De ce fait, on note parmi les demandeurs de logement une augmentation alarmante du nombre de personnes non logées, y compris des personnes insérées socialement. S’y ajoute un afflux croissant d’étrangers en attente d’un titre de séjour (qui , notons-le, peuvent aussi être des travailleurs, réguliers ou non).

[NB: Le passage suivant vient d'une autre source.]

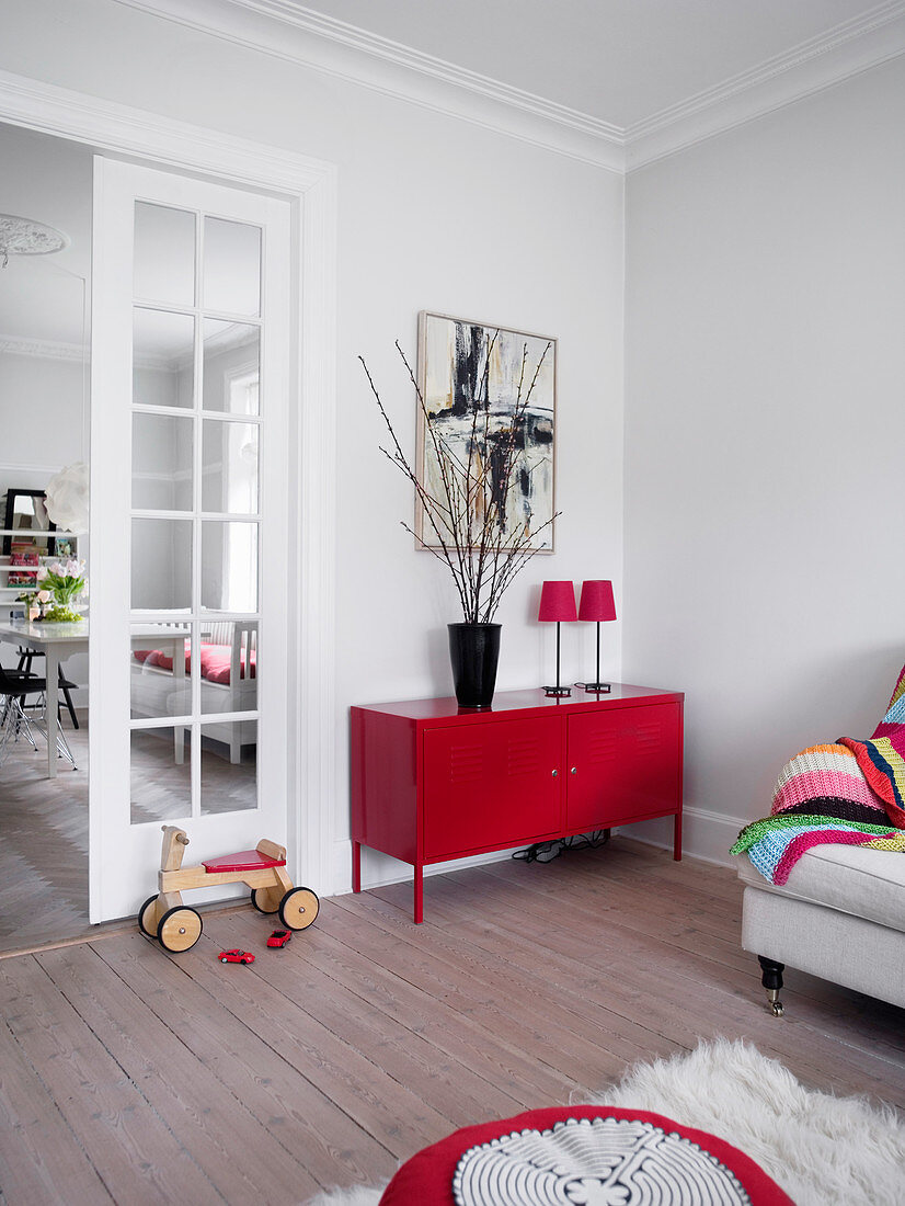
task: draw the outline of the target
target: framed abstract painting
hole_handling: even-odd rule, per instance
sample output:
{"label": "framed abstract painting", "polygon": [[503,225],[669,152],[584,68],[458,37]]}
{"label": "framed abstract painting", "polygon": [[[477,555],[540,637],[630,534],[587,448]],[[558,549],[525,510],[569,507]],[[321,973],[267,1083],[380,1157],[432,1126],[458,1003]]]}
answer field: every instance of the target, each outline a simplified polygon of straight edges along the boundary
{"label": "framed abstract painting", "polygon": [[[418,481],[434,494],[456,484],[453,509],[475,525],[493,516],[500,545],[553,551],[557,341],[509,327],[422,311],[418,320]],[[447,470],[447,484],[443,473]],[[474,484],[474,490],[472,485]],[[422,548],[440,544],[416,509]]]}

En outre, compte tenu de l’augmentation du non logement et de la fragilisation des classes modestes, la demande d’hébergement a elle aussi explosé : un travail social rigoureux doit inclure cette demande d’hébergement dans la demande de logement, en considérant que l’hébergement est une réponse à l’urgence mais ne doit pas fonctionner comme un système parallèle à celui du logement. Pour autant, il ne s’agit pas de confondre le droit au logement et le droit à l’hébergement. Enfin, notons que si le besoin de logement social se fait criant, la demande qui lui correspond est difficile à mesurer avec précision, car elle n’est pas forcément exprimée par les intéressés, dès lors que la dégradation des conditions de vie leur fera renoncer à recourir au droit (droit au logement en général, à un hébergement, à bénéficier de soins, sans parler de l’exercice du droit de vote). Le nombre de personnes qui ne demandent plus rien à la société est à considérer sérieusement, surtout là où la réclamation régit les comportements ordinaires. La façon dont la demande de logement s’exprime (et par qui elle est portée) dans la société n’est pas sans incidence sur les réponses qu’elle recevra du politique et de la société elle-même. Ce qu’a pu révéler l’épisode des Enfants de Don Quichotte en Décembre 2006.

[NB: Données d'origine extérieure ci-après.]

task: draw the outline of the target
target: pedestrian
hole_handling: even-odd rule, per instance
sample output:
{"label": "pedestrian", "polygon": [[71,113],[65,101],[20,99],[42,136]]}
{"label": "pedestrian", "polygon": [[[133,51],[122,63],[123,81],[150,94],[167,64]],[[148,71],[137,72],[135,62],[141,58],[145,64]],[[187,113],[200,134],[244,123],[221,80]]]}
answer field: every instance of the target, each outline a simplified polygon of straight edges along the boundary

En tout état de cause, diverses enquêtes faites autour de 2001 recensent environ un million de personnes non logées ou privées de domicile personnel ; en tout, plus de trois millions de personnes souffrent d’une problématique forte de mal-logement (c’est-à-dire privées de domicile personnel ou connaissant des conditions de logement très difficiles).
L’agglomération grenobloise connaît comme le reste de la France des phénomènes démographiques, économiques et sociaux qui ont des effets structurels sur les besoins en logement. Cependant la crise du logement est particulièrement aiguë dans l’agglomération qui connaît un fort niveau de solvabilité globale du fait de la présence sur le territoire d’un pôle haute technologie et d’un pôle universitaire qui tire le marché foncier à la hausse. En 4 ans, les prix des loyers ont gagné 15 % (rapport de l’observatoire de l’habitat 2004). Le loyer moyen sur l’ensemble du parc locatif privé s’élève en moyenne à 7,5 € /m2 et le loyer à la relocation est de 9 €/ m2. Même si des différences existent entre les différentes communes de l’agglomération, celle de Grenoble se place comme l’agglomération de Province ayant connu la plus forte hausse depuis 2003 derrière Aix-en-Provence et Rennes mais devant Toulouse et Bordeaux. Cette situation met hors de portée l’accès au logement d’une partie de la population. En 2004 seules 16,8 % des demandes en logement social étaient satisfaites dans l’agglomération.